Colore tra il dorato e l’orange per questo bianco da Malvasia e Trebbiano Giallo che tira fuori aromi intensi e curiosi di miele d’acacia ed aloe, buccia d’arancia, albicocca, zenzero candito, una scodata di zafferano e pietra focaia. E’ ricco, goloso nei ricchi rimandi alla frutta estiva, con un guizzo solleticante di tannino derivante dalla breve macerazione e un ritorno fumè a siglare la chiosa lunga e calorosa. Già testato in passato sulla gricia, può regalare soddisfazioni anche in abbinamento ad una fettuccina con ragù di cortile.

 

Capodarco – Frascati Superiore Philein 2020

Freschissimo e sfizioso: combina ventate rinfrescanti d’agrume verde con la nota dolce – di pesca gialla e susina matura – della Malvasia Puntinata.

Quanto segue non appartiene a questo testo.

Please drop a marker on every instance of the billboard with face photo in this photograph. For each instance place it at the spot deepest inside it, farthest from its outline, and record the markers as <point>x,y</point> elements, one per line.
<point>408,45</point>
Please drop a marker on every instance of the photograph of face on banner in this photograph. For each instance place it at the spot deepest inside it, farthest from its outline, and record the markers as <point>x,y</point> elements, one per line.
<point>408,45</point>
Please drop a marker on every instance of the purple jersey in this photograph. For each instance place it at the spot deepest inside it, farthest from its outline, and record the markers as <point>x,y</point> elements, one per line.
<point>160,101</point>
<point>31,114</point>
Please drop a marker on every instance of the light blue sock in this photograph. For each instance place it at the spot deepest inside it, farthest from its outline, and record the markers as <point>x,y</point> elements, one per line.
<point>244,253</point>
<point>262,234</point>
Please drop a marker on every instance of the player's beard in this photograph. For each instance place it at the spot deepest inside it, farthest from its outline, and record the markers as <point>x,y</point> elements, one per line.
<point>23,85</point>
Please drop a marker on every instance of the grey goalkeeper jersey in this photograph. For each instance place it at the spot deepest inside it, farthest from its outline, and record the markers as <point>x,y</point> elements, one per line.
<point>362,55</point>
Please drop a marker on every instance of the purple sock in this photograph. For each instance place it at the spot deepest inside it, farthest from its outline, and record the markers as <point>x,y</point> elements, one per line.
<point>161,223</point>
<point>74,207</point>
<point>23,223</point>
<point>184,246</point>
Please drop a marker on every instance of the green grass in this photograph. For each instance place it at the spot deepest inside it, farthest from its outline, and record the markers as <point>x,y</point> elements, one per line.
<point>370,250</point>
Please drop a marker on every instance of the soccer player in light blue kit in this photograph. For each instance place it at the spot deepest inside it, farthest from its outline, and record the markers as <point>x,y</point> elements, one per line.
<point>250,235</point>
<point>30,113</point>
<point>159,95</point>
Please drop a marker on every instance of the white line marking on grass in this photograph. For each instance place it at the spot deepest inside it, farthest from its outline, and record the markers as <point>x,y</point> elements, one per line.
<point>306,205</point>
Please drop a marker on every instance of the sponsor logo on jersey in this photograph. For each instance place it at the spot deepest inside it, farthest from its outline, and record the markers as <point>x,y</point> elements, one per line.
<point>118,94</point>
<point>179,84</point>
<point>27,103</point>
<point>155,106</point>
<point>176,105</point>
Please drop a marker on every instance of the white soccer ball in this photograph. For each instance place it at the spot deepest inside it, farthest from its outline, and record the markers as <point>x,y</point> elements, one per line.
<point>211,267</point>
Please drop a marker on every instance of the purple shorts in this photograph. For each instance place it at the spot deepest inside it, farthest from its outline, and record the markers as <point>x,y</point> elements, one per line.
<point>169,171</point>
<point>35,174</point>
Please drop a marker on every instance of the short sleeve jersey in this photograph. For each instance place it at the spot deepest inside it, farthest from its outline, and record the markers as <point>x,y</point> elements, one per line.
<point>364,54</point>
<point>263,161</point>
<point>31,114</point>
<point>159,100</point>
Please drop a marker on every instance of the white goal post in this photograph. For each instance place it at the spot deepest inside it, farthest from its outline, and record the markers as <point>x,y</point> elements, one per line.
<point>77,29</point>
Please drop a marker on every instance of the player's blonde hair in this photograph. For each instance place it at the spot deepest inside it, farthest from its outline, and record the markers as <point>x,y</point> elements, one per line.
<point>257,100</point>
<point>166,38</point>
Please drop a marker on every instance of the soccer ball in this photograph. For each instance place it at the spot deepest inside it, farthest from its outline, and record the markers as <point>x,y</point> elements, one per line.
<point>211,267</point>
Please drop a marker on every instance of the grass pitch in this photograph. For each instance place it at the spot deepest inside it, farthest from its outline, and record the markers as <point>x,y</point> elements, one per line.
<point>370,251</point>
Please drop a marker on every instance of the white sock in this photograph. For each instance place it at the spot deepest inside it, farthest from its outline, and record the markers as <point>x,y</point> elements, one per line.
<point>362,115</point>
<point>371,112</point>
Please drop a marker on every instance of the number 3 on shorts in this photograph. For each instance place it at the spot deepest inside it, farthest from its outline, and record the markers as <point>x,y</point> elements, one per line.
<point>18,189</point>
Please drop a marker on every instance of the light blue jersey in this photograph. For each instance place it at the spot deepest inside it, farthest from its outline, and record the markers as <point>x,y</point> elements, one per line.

E’ dinamico, beverino, coerente e disinvolto nella chiusura agrumata e ammandorlata. Non ha grandi pretese, ma piace proprio per la sua linearità.

 

Capodarco – Xenia 2015

Colore vivace, ancora violaceo, che fa da preludio a un naso goloso e confortante, dolce di visciola e prugna, caffè e cioccolato, con tratti speziati – paprika, cumino – e di erbe disidratate che danno carattere. E’ largo e materico, vispo nei rimandi pepati che incorniciano il frutto ricco, avvolgente e svaniscono lentamente in un finale di buona persistenza su toni di sottobosco e oliva nera. Particolarissimo.

 

Villa Cavalletti – Roma Rosso Riserva 2017

80% Montepulciano e 20% Cesanese. L’affinamento in barrique dà il suo imprinting e aggiunge accenti balsamici e di spezie dolci a un profilo incentrato sul frutto caldo, maturo del Montepulciano. In bocca è sempre la parte fruttata che domina la scena, supportata da tannini abbastanza morbidi e da una discreta acidità che calibra il finale su toni cioccolatosi. Vino decisamente impegnativo, ma di gran lunga superiore alla media di un progetto, quello della Roma DOC, che trovo molto interessante, ma che fatica a decollare.